Scaling Aonnis Valkey Panther
Aonnis Valkey Panther allows users to scale their Valkey cluster by modifying the number of primaries (shards) and replication factor (replicas). This provides flexibility in adjusting the cluster size based on workload requirements.
When to consider scaling
There are many reasons why you would want to scale the number of Valkey nodes in your cluster. Most common reasons are:
Memory pressure
The nodes in your cluster are close to full capacity (or are at fully capacity and evictions are causing the backend to take more traffic than desired)
- Horizontally scale the number of primaries to better serve requests
- Vertically scale your current Valkey nodes by allocating more memory
CPU bottleneck
Throughput is low and impacting system performance
- Horizontally scale the number of primaries to better serve requests
- Vertically scale your current Valkey nodes by allocating more CPUs
Over-provisioning
You have allocated too many resources for your cluster
- Scale down if it does not hurt the performance of your system
- Scale down the number of primaries to save on costs
- If you are running a Valkey cluster with a high replication factor (RF), consider reducing it
- In multi-zone clusters, scaling down may reduce availability in the case of a zone outage
Changing Cluster Size
To adjust the cluster size, update the following values in your Helm chart:
numberOfPrimaries– Defines the number of shards (primary nodes).replicationFactor– Defines the number of replica nodes per primary.
After modifying these values, deploy the updated Helm chart, and Aonnis Valkey Panther will automatically resize the cluster as per the new configuration.

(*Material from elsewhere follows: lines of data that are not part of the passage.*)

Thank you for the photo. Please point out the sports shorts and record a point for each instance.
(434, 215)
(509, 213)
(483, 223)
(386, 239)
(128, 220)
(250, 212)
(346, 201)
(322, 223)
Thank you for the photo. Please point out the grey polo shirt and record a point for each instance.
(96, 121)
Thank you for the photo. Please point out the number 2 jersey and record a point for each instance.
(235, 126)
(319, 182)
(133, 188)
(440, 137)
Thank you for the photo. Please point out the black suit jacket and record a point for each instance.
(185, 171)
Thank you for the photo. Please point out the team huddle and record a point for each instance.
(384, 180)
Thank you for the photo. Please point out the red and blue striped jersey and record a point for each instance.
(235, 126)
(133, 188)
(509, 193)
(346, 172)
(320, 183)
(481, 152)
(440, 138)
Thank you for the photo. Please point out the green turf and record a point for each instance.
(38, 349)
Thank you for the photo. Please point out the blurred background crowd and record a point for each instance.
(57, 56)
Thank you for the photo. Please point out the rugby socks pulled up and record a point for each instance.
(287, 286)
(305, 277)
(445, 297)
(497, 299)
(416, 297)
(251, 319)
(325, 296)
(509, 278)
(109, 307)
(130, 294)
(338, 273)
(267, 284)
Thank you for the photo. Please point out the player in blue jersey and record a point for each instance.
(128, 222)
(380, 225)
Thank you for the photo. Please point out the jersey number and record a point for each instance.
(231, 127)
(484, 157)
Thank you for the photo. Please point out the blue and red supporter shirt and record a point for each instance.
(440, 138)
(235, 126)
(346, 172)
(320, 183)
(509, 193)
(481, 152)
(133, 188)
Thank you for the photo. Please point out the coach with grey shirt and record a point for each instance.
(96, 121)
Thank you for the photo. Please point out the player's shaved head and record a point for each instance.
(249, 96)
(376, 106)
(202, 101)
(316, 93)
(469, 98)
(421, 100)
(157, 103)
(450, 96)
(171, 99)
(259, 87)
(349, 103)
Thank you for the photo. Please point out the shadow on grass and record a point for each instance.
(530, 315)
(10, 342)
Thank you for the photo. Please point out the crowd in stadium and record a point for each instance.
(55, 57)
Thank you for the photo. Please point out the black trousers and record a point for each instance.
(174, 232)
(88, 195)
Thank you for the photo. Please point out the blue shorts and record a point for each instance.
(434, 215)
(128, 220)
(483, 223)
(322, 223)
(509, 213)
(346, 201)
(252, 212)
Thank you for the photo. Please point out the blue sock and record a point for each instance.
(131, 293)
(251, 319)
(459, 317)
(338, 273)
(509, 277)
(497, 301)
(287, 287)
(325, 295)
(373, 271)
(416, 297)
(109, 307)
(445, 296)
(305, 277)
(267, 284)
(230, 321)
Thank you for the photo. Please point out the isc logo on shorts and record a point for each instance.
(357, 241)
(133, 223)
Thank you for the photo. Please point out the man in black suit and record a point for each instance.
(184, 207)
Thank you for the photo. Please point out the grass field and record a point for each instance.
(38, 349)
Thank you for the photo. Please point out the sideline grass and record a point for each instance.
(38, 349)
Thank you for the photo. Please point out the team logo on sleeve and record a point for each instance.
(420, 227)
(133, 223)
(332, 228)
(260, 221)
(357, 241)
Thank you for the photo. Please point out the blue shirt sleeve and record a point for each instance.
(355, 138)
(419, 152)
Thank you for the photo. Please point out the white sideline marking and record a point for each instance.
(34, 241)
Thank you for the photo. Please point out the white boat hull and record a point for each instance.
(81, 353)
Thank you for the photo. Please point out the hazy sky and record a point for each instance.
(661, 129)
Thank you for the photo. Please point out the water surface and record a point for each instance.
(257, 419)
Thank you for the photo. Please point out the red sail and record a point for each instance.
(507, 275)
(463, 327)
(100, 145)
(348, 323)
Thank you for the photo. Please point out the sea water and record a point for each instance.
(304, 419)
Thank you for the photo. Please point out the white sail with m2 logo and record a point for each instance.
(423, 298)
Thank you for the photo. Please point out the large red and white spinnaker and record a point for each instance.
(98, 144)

Example: Updating Helm Chart
Modify your Helm values file (values.yaml):
numberOfPrimaries: 6
replicationFactor: 2
Resizing Valkey Nodes (Resource Allocation)
In addition to scaling the number of nodes, you can also adjust the resources allocated to each Valkey node. This is done by modifying the valkeyNodeResources definition in your Helm chart. Panther will then perform a rolling update of your Valkey nodes to apply the new resource configuration.
valkeyNodeResources:
limits:
cpu: 200m
memory: 512Mi
requests:
cpu: 200m
memory: 512Mi
Important Considerations
Scaling Operations Cannot Be Scheduled
Currently, there is no scheduling feature for resizing operations. If you require the ability to schedule scaling operations in advance, please request this feature.
Perform Scaling During Low Traffic Periods.
Scaling operations are compute-intensive and may impact cluster performance. To minimize the risk of downtime or latency spikes, perform the scaling process during off-peak hours when traffic is expected to be lower.
Resource Requirements
Like the rolling update procedure, scaling up requires additional resources to create new Valkey pods. In the case where there are insufficient resources to schedule new Valkey pods, the pods will get stuck in Pending state. If you find your newly created pods are in Pending state, increase the memory + cpu allocated to your k8s nodes, or add more nodes to your worker pool.
Scaling primaries
The first option for scaling your cluster is scaling the number of primaries. You can trigger a scaling operation by modifying the numberOfPrimaries field in charts/node-for-valkey/values.yaml and running helm upgrade on your cluster.
Scaling up
Scale up operations take place when the desired number of primaries is greater than the current number of primaries. We take the following actions for scale up operations:
For the number of primaries added,
1. Create a new Valkey pod.
2. Wait for the pod to become ready.
Once the number of desired Valkey pods matches the current number of running pods,
3. Check if we have sufficient primaries. If not, promote replicas to primaries. This only happens when you scale up the number of primaries AND scale down RF.
4. Add the new Valkey nodes to the selection of current primaries.
5. Place and attach replicas to their respective primaries.
6. Dispatch slots and migrate keys to the new primaries.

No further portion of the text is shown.